Elizabeth Acevedo began her acceptance speech talking about when she was an 8th grade English teacher in a school with many African American kids and many Latinx kids. But she was the first Afri-Latinx teacher in a major subject at that school. She felt “simultaneously seen and invisible.” It was at the intersection of many parts of her life.
She had to teach them how to love reading, because “if they love to read, they will figure it out.”
The kids asked her, “Where are the books about us?” She provided all she could find. Then they asked, “What’s next?”
That’s what prompted her to write for young people. That was the spark. She wanted the kids to see themselves.
She read Walter Dean Myers and interned at the Library of Congress, so it feels like a homecoming to be in this space.
She was writing for young people in the first place, writing in secret, not knowing if anyone would read it. She worked on it for years.
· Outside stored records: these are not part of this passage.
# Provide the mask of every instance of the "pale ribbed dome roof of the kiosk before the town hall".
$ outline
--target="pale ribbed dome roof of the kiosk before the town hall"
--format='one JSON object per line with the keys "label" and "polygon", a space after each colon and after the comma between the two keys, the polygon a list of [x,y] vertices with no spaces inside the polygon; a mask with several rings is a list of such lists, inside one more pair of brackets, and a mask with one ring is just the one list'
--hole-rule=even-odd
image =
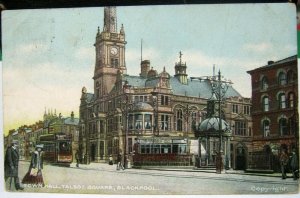
{"label": "pale ribbed dome roof of the kiosk before the town hall", "polygon": [[[229,130],[229,124],[225,122],[225,120],[221,120],[221,129],[222,131],[228,131]],[[205,132],[205,131],[219,131],[219,118],[212,117],[207,118],[201,124],[199,125],[199,131]]]}

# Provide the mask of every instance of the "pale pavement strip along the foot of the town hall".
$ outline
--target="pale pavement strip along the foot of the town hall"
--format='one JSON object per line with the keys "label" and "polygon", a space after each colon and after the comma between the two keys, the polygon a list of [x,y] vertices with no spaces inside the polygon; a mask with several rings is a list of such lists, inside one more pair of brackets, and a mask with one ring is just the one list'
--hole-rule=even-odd
{"label": "pale pavement strip along the foot of the town hall", "polygon": [[[72,163],[71,168],[77,168],[75,163]],[[93,169],[93,170],[116,170],[116,164],[108,165],[107,163],[90,163],[90,164],[80,164],[81,169]],[[216,173],[215,169],[212,168],[196,168],[196,167],[168,167],[168,166],[144,166],[138,168],[128,168],[126,171],[130,170],[156,170],[156,171],[177,171],[177,172],[204,172],[204,173]],[[217,174],[217,173],[216,173]],[[225,170],[221,174],[238,174],[238,175],[249,175],[249,176],[264,176],[264,177],[279,177],[281,178],[281,173],[263,173],[263,172],[245,172],[243,170]],[[288,177],[292,177],[291,173],[288,173]]]}

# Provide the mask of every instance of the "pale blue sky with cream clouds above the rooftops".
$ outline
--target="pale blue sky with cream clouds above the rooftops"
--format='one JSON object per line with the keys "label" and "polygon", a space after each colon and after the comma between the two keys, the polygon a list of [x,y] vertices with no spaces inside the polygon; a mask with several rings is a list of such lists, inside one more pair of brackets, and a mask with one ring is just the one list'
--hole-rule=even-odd
{"label": "pale blue sky with cream clouds above the rooftops", "polygon": [[[293,4],[117,7],[126,34],[127,73],[139,75],[140,48],[158,72],[212,75],[213,65],[244,97],[246,71],[297,53]],[[8,10],[2,13],[4,133],[43,118],[45,109],[78,117],[81,89],[93,92],[94,42],[103,8]]]}

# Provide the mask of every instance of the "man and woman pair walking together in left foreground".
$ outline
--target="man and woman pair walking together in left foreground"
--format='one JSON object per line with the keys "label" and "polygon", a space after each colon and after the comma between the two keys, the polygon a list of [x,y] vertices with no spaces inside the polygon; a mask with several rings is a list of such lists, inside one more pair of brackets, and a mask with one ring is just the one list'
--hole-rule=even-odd
{"label": "man and woman pair walking together in left foreground", "polygon": [[[23,184],[36,184],[44,186],[42,175],[43,169],[43,145],[36,145],[35,151],[32,152],[29,169],[22,179]],[[8,190],[23,190],[19,179],[19,151],[17,142],[13,141],[7,148],[4,160],[5,183]]]}

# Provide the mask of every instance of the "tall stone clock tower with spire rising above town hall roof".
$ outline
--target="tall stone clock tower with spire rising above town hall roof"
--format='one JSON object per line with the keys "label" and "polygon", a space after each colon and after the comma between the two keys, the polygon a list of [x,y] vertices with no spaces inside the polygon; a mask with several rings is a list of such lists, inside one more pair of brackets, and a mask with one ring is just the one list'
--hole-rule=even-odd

Then in 2014, Walter Dean Myers wrote, “Where are the people of color in children’s books?”
She is so honored to win this award. Those words emboldened her to keep writing. They told her there is room for her in publishing and a need for the stories she wants to tell. In another connection, her editor was also the editor of Walter Dean Myers for many years. Today’s an arrival of sorts.
Write about people of all backgrounds.
Writing love onto the page is pivotal.
Writing can be healing – for the writer and the reader.
She wants to write characters as nuanced as the people she loves.
After the Awards Ceremony, there was a book signing. Since I already had a copy of almost all the books from my year on the Newbery committee, I didn’t purchase any more, but hung out behind the official photographers taking pictures of the awardees.
And, yes, I took a minute to introduce myself to Meg Medina, “our” Newbery Medal winner!